Manage detection rules
Copy a rule
Click the
icon to copy a rule. The copy is named with the suffix -copy and has Draft status. Edit it as needed before publishing.
Edit a rule
Click the
icon to modify a rule.
Editing a rule clears all detection results previously matched by that version of the rule. The basic information of rules based on built-in sensitive field types cannot be modified.
Delete a rule
Click the
icon to delete a rule.
Deleting a rule has permanent consequences:
Detection results for this sensitive field type are removed. See View and correct sensitive data detection results.

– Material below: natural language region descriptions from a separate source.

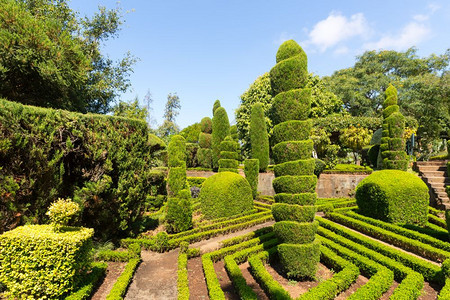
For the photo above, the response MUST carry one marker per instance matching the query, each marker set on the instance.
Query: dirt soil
(112, 273)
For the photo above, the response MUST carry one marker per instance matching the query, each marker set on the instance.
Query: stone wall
(328, 185)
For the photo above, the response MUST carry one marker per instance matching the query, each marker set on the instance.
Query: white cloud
(337, 28)
(411, 35)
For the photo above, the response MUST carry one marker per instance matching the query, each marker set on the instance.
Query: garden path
(156, 276)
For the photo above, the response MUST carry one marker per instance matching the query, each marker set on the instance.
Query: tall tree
(423, 85)
(169, 127)
(50, 57)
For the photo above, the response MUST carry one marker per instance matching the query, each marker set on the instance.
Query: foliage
(101, 162)
(394, 196)
(55, 265)
(61, 211)
(423, 85)
(355, 138)
(225, 194)
(259, 91)
(220, 130)
(259, 139)
(50, 57)
(191, 133)
(251, 171)
(169, 127)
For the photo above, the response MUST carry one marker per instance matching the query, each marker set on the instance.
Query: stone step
(433, 180)
(433, 173)
(432, 168)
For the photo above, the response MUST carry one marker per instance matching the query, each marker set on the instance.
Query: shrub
(206, 125)
(221, 129)
(259, 139)
(99, 161)
(179, 214)
(251, 171)
(176, 151)
(300, 260)
(39, 263)
(176, 180)
(204, 158)
(225, 194)
(393, 196)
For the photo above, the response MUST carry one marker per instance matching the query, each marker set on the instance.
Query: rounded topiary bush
(225, 194)
(393, 196)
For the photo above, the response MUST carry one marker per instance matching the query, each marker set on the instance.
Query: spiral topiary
(392, 146)
(294, 182)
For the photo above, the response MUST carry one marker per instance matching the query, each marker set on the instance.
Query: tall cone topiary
(259, 138)
(294, 182)
(204, 156)
(392, 146)
(220, 130)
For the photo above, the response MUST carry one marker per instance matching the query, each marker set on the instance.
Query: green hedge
(292, 150)
(299, 260)
(293, 130)
(259, 138)
(225, 194)
(289, 212)
(293, 232)
(251, 171)
(393, 196)
(295, 184)
(39, 263)
(295, 167)
(291, 105)
(100, 161)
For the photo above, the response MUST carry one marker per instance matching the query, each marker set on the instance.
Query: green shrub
(176, 151)
(292, 232)
(292, 150)
(179, 214)
(295, 184)
(204, 158)
(39, 263)
(225, 194)
(289, 74)
(293, 130)
(300, 260)
(206, 125)
(220, 130)
(291, 105)
(296, 167)
(99, 161)
(259, 139)
(251, 171)
(300, 199)
(393, 196)
(176, 180)
(288, 212)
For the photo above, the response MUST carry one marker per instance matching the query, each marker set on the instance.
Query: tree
(169, 127)
(220, 130)
(131, 110)
(423, 85)
(49, 57)
(258, 137)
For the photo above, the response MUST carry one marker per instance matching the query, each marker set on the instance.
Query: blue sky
(208, 50)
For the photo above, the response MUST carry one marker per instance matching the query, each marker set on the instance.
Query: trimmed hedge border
(419, 248)
(430, 272)
(411, 282)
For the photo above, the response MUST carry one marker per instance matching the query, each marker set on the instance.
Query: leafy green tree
(131, 110)
(169, 127)
(49, 57)
(423, 85)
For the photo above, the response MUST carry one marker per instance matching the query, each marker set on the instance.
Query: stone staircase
(435, 175)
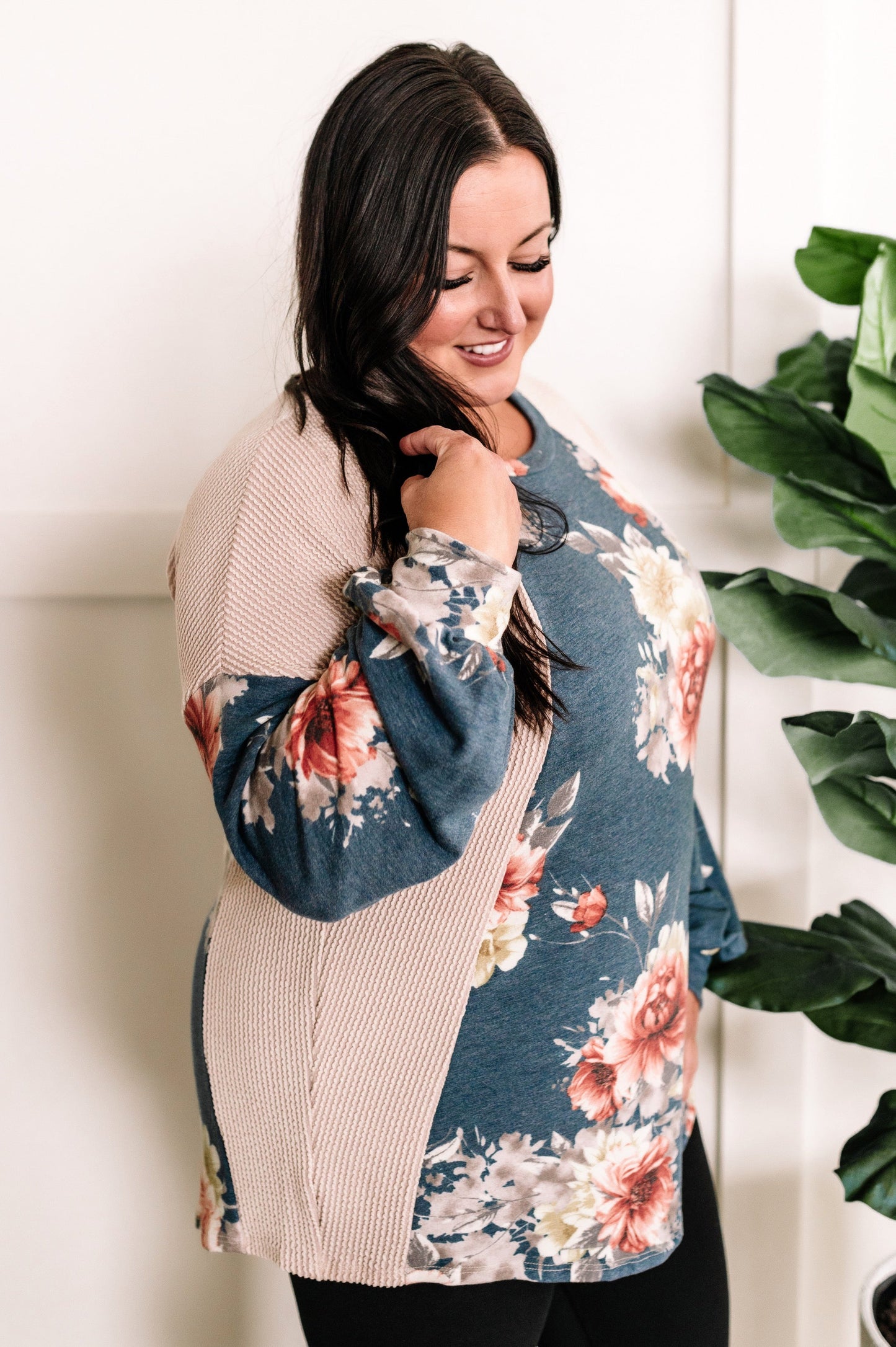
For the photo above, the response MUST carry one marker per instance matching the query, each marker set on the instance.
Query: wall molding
(123, 554)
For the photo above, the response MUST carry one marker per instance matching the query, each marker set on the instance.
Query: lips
(487, 353)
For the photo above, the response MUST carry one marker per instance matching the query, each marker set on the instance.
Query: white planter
(882, 1278)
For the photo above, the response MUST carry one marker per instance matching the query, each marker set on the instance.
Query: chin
(494, 386)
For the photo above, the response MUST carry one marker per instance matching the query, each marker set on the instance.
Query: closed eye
(531, 265)
(456, 282)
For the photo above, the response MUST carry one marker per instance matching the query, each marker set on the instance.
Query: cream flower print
(212, 1211)
(670, 596)
(503, 943)
(518, 1206)
(488, 623)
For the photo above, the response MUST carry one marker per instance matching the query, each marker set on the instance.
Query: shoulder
(273, 479)
(266, 543)
(564, 418)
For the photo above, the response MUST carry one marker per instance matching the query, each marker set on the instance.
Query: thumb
(409, 488)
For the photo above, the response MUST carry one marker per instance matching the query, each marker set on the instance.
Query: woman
(445, 677)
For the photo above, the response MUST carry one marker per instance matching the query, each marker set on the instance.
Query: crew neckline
(543, 447)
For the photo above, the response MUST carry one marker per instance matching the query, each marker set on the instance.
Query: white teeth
(488, 350)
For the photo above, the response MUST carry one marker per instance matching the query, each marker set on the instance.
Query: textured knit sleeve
(714, 926)
(340, 791)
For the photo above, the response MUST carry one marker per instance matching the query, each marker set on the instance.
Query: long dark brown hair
(371, 259)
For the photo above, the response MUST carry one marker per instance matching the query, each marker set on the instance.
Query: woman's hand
(691, 1015)
(469, 495)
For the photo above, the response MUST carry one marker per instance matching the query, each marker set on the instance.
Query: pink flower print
(650, 1023)
(593, 1089)
(589, 910)
(639, 1193)
(686, 688)
(203, 717)
(520, 880)
(637, 512)
(333, 725)
(211, 1209)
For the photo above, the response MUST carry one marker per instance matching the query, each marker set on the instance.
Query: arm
(714, 926)
(337, 793)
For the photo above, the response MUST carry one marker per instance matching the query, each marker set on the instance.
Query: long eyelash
(518, 265)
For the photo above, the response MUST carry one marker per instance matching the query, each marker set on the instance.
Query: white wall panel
(147, 223)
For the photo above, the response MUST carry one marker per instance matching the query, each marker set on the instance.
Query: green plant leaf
(868, 1160)
(869, 935)
(786, 627)
(841, 756)
(786, 969)
(872, 410)
(835, 262)
(775, 432)
(868, 1019)
(807, 518)
(802, 370)
(835, 742)
(875, 585)
(837, 358)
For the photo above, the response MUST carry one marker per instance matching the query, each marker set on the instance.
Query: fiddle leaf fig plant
(825, 429)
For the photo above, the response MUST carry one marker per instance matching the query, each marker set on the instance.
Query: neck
(511, 429)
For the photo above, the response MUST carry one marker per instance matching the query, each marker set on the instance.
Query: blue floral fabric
(556, 1148)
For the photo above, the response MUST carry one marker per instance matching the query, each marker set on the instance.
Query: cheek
(448, 321)
(538, 300)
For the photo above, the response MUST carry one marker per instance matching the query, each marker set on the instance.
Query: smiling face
(499, 283)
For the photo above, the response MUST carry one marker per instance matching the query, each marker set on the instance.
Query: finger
(410, 482)
(430, 440)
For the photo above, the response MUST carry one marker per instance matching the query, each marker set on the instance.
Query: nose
(502, 310)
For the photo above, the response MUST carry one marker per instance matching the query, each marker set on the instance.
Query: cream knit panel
(326, 1044)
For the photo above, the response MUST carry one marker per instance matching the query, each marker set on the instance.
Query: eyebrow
(473, 252)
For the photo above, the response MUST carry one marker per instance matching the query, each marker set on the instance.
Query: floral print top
(556, 1148)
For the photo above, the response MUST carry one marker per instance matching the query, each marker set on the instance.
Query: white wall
(147, 226)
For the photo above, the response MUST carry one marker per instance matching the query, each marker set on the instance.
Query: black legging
(683, 1303)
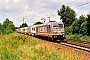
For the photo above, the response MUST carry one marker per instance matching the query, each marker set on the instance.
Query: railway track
(82, 45)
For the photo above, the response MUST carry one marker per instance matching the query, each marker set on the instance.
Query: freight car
(51, 30)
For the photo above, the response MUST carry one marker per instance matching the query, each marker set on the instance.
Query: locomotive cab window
(60, 25)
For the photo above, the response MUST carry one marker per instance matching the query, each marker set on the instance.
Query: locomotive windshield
(58, 25)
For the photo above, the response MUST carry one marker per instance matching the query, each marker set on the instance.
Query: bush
(73, 37)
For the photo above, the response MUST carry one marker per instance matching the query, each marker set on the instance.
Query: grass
(17, 46)
(78, 37)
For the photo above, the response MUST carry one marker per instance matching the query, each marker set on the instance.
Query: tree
(24, 25)
(9, 27)
(1, 29)
(88, 23)
(67, 15)
(38, 23)
(78, 25)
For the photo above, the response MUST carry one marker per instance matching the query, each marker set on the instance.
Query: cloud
(15, 10)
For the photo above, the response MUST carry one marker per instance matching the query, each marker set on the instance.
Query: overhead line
(82, 4)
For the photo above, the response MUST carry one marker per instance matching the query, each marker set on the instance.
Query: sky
(33, 10)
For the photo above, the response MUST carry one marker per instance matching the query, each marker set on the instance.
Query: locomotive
(51, 30)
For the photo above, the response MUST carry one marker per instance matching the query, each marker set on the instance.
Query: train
(51, 30)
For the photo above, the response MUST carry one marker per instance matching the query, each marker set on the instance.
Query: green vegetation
(67, 15)
(7, 27)
(74, 27)
(24, 25)
(78, 37)
(16, 46)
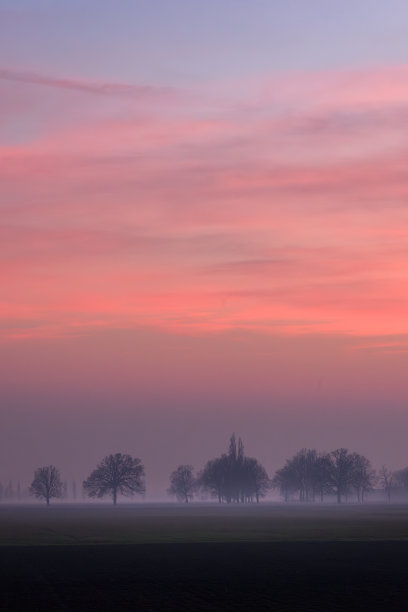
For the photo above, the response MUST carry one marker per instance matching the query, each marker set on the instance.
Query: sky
(203, 229)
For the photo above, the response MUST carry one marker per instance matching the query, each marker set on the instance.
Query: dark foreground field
(264, 558)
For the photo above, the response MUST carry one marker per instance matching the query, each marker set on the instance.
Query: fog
(62, 404)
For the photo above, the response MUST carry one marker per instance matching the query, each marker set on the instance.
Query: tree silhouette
(233, 477)
(341, 471)
(387, 481)
(46, 484)
(183, 483)
(364, 477)
(116, 474)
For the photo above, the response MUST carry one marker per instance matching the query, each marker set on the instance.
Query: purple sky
(203, 229)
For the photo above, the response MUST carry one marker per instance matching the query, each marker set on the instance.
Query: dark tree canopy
(116, 474)
(47, 483)
(183, 483)
(309, 474)
(233, 477)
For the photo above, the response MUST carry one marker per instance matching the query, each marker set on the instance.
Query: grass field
(163, 557)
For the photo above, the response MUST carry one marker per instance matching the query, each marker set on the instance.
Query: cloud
(281, 218)
(89, 87)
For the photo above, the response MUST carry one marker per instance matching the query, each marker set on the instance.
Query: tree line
(234, 478)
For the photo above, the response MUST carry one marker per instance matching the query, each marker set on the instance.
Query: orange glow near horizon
(171, 212)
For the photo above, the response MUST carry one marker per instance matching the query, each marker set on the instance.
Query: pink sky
(228, 252)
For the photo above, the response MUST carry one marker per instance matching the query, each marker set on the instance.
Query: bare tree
(387, 481)
(116, 474)
(183, 483)
(233, 477)
(341, 471)
(214, 475)
(47, 483)
(364, 477)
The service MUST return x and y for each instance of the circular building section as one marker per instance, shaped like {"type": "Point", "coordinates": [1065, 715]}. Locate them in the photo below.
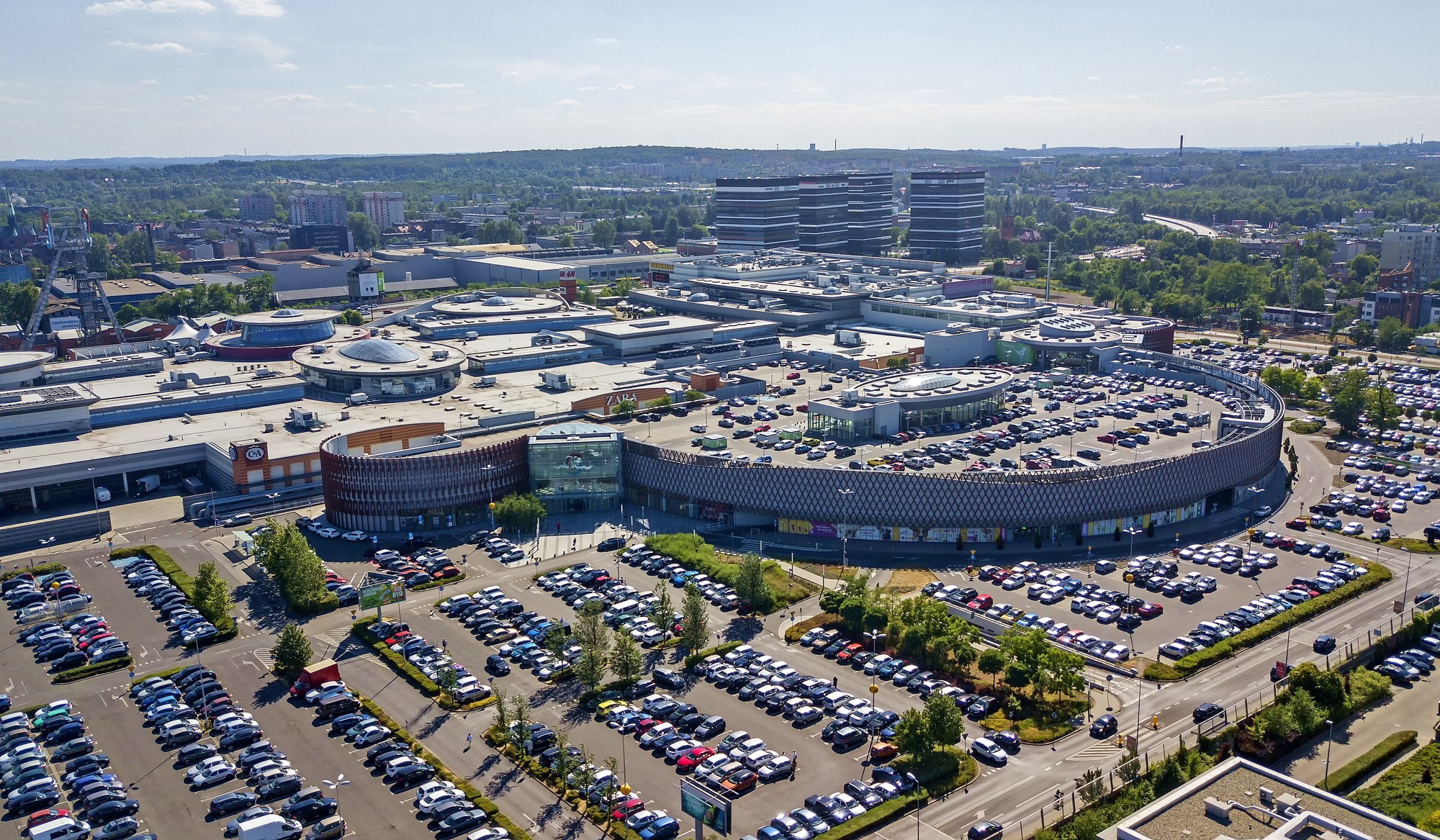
{"type": "Point", "coordinates": [413, 477]}
{"type": "Point", "coordinates": [276, 335]}
{"type": "Point", "coordinates": [934, 399]}
{"type": "Point", "coordinates": [381, 367]}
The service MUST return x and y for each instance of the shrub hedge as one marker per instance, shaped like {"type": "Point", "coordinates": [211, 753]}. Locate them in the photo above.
{"type": "Point", "coordinates": [35, 570]}
{"type": "Point", "coordinates": [78, 674]}
{"type": "Point", "coordinates": [486, 805]}
{"type": "Point", "coordinates": [1393, 746]}
{"type": "Point", "coordinates": [228, 626]}
{"type": "Point", "coordinates": [1228, 648]}
{"type": "Point", "coordinates": [414, 675]}
{"type": "Point", "coordinates": [718, 649]}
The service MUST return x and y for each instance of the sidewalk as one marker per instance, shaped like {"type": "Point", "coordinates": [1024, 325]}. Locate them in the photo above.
{"type": "Point", "coordinates": [1412, 708]}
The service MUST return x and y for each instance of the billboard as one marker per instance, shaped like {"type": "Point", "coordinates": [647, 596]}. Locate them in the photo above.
{"type": "Point", "coordinates": [705, 806]}
{"type": "Point", "coordinates": [382, 593]}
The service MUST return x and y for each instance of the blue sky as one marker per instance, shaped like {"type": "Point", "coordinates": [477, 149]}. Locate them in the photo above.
{"type": "Point", "coordinates": [110, 78]}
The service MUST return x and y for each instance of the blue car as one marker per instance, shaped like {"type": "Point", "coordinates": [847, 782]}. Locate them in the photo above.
{"type": "Point", "coordinates": [662, 829]}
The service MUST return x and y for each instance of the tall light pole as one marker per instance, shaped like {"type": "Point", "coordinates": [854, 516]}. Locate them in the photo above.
{"type": "Point", "coordinates": [1328, 741]}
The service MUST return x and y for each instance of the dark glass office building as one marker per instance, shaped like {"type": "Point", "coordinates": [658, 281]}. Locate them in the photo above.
{"type": "Point", "coordinates": [758, 213]}
{"type": "Point", "coordinates": [948, 214]}
{"type": "Point", "coordinates": [824, 206]}
{"type": "Point", "coordinates": [869, 212]}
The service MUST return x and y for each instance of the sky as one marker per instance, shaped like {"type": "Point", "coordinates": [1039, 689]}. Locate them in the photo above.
{"type": "Point", "coordinates": [174, 78]}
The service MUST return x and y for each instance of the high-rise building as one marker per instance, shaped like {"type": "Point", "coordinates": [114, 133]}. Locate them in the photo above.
{"type": "Point", "coordinates": [318, 207]}
{"type": "Point", "coordinates": [869, 213]}
{"type": "Point", "coordinates": [824, 204]}
{"type": "Point", "coordinates": [948, 214]}
{"type": "Point", "coordinates": [257, 207]}
{"type": "Point", "coordinates": [385, 209]}
{"type": "Point", "coordinates": [758, 213]}
{"type": "Point", "coordinates": [1416, 246]}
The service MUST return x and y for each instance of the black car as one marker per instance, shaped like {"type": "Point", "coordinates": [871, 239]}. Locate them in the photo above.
{"type": "Point", "coordinates": [460, 822]}
{"type": "Point", "coordinates": [34, 802]}
{"type": "Point", "coordinates": [107, 812]}
{"type": "Point", "coordinates": [243, 737]}
{"type": "Point", "coordinates": [194, 753]}
{"type": "Point", "coordinates": [1105, 726]}
{"type": "Point", "coordinates": [1207, 711]}
{"type": "Point", "coordinates": [307, 810]}
{"type": "Point", "coordinates": [414, 774]}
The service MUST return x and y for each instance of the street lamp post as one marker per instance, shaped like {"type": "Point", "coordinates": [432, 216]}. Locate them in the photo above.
{"type": "Point", "coordinates": [845, 528]}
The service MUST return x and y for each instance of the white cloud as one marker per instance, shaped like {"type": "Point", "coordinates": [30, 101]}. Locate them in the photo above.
{"type": "Point", "coordinates": [153, 6]}
{"type": "Point", "coordinates": [256, 7]}
{"type": "Point", "coordinates": [163, 46]}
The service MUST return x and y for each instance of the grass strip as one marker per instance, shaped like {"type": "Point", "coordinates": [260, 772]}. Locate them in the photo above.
{"type": "Point", "coordinates": [1377, 756]}
{"type": "Point", "coordinates": [87, 671]}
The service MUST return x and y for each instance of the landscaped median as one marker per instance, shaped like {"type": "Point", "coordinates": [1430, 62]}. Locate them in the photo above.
{"type": "Point", "coordinates": [1228, 648]}
{"type": "Point", "coordinates": [227, 625]}
{"type": "Point", "coordinates": [1393, 746]}
{"type": "Point", "coordinates": [485, 803]}
{"type": "Point", "coordinates": [414, 675]}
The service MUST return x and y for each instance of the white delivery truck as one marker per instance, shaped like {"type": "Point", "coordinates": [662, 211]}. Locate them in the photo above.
{"type": "Point", "coordinates": [269, 828]}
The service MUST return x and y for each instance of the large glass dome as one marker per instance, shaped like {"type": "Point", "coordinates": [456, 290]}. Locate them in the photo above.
{"type": "Point", "coordinates": [379, 351]}
{"type": "Point", "coordinates": [927, 381]}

Statistics for this field type are removed from the sensitive data distribution in the Sensitive data overview module. See Sensitive data overview.
If a Fraud Detection rule references this field type, the reference is removed. See Fraud Detection management.
Batch publish rules
To publish multiple rules at once:
Click Batch publishing on the Data Detection Rules page and select the rules to publish. Only rules in Draft status are selectable.
Click Publish. The rules' status changes to Published. To cancel, click Cancel — the rules revert to Draft.
Batch deactivate rules
After deactivation, the platform stops using the rule for detection, and records for this field type in Data Discovery and Manual Data Correction are deleted.
Before deactivating, check whether the rule is referenced by a Data Masking Rule or Risk Identification Rules. If so, set the Data Masking Rule to inactive and remove the reference from Risk Identification Rules first. See Create a data masking rule and Fraud Detection management.
To deactivate multiple rules at once:
Click Batch failure on the Data Detection Rules page and select the rules to deactivate. Only rules in Published status are selectable.
Click Batch Deactivate. The rules' status changes to Draft. To cancel, click Cancel — the rules revert to Published.
What's next
After a detection task runs, view the results:
Task execution records: Go to Sensitive Data Identification > Identify Tasks > Task execution record to view completed task records from the past week (running tasks are not included). Records include Start Time, End Time, Duration, Task Type, Owner, and Data Range.
Sensitive data overview: The Sensitive data overview module shows the distribution of detected sensitive fields across projects based on the most recent scan results.
Correct detection results: If results are inaccurate, view and manually correct them.